W styczniu przeciętne wynagrodzenie w sektorze przedsiębiorstw, obejmującym firmy z co najmniej 10 pracownikami, zwiększyło się o 7,5 proc. Ankietowani przez „Rzeczpospolitą” ekonomiści przeciętnie szacowali, że w lutym wzrosło o 7,2 proc.
Większość z nich zakładała, że ten rok przyniesie lekkie wyhamowanie wzrostu płac, który w ub.r. wynosił średnio 7,1 proc. Miał to być efekt spowolnienia w polskiej gospodarce, skutkującego osłabieniem popytu na pracowników.
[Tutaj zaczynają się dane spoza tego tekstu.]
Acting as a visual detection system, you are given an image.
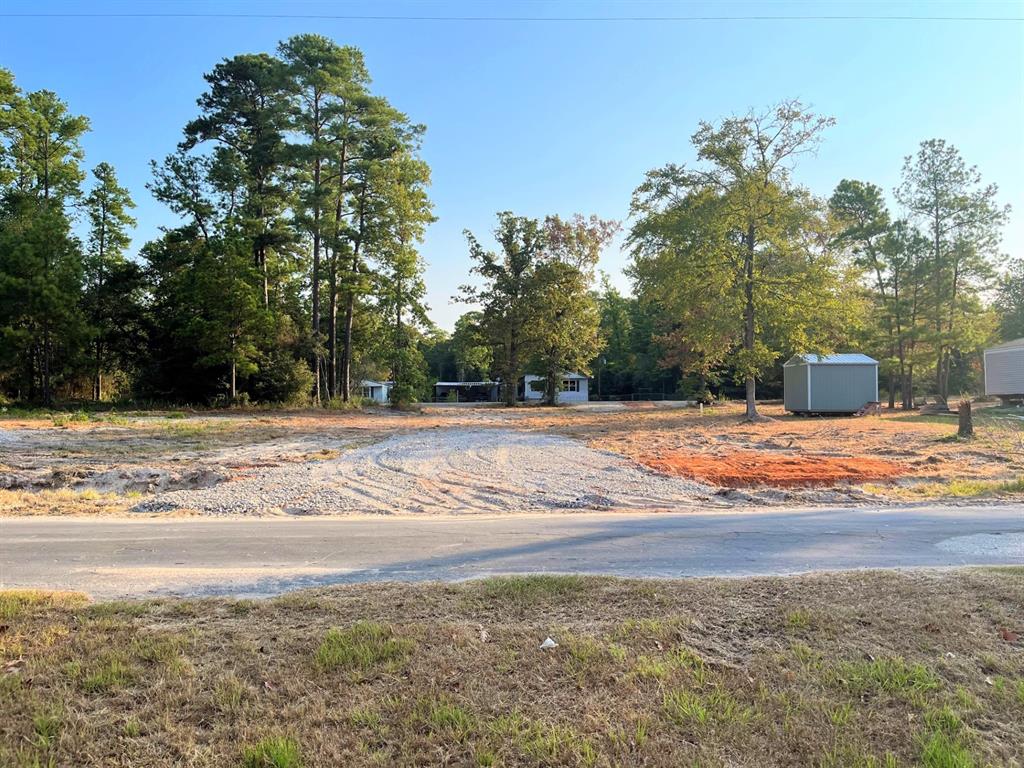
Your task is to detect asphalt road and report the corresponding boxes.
[0,505,1024,598]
Zatrudnienie w sektorze przedsiębiorstw zwiększyło się w lutym o 2,9 proc. rok do roku, do 6,38 mln. To wynik taki sam, jak w styczniu i zgodny z przeciętnymi prognozami ekonomistów ankietowanych przez „Rzeczpospolitą”.
Czytaj także: Twardy brexit? 46 tysięcy Polaków straci pracę
Na dynamikę zatrudnienia w ujęciu rok do roku przemożny wpływ ma doroczna aktualizacja próby przedsiębiorstw (jeśli przybywa firm z co najmniej 10 pracownikami, tylko z tego tytułu zatrudnienie w sektorze rośnie). Ale dynamika zatrudnienia w ujęciu miesiąc do miesiąca również nie wskazuje, aby popyt firm na pracowników słabł.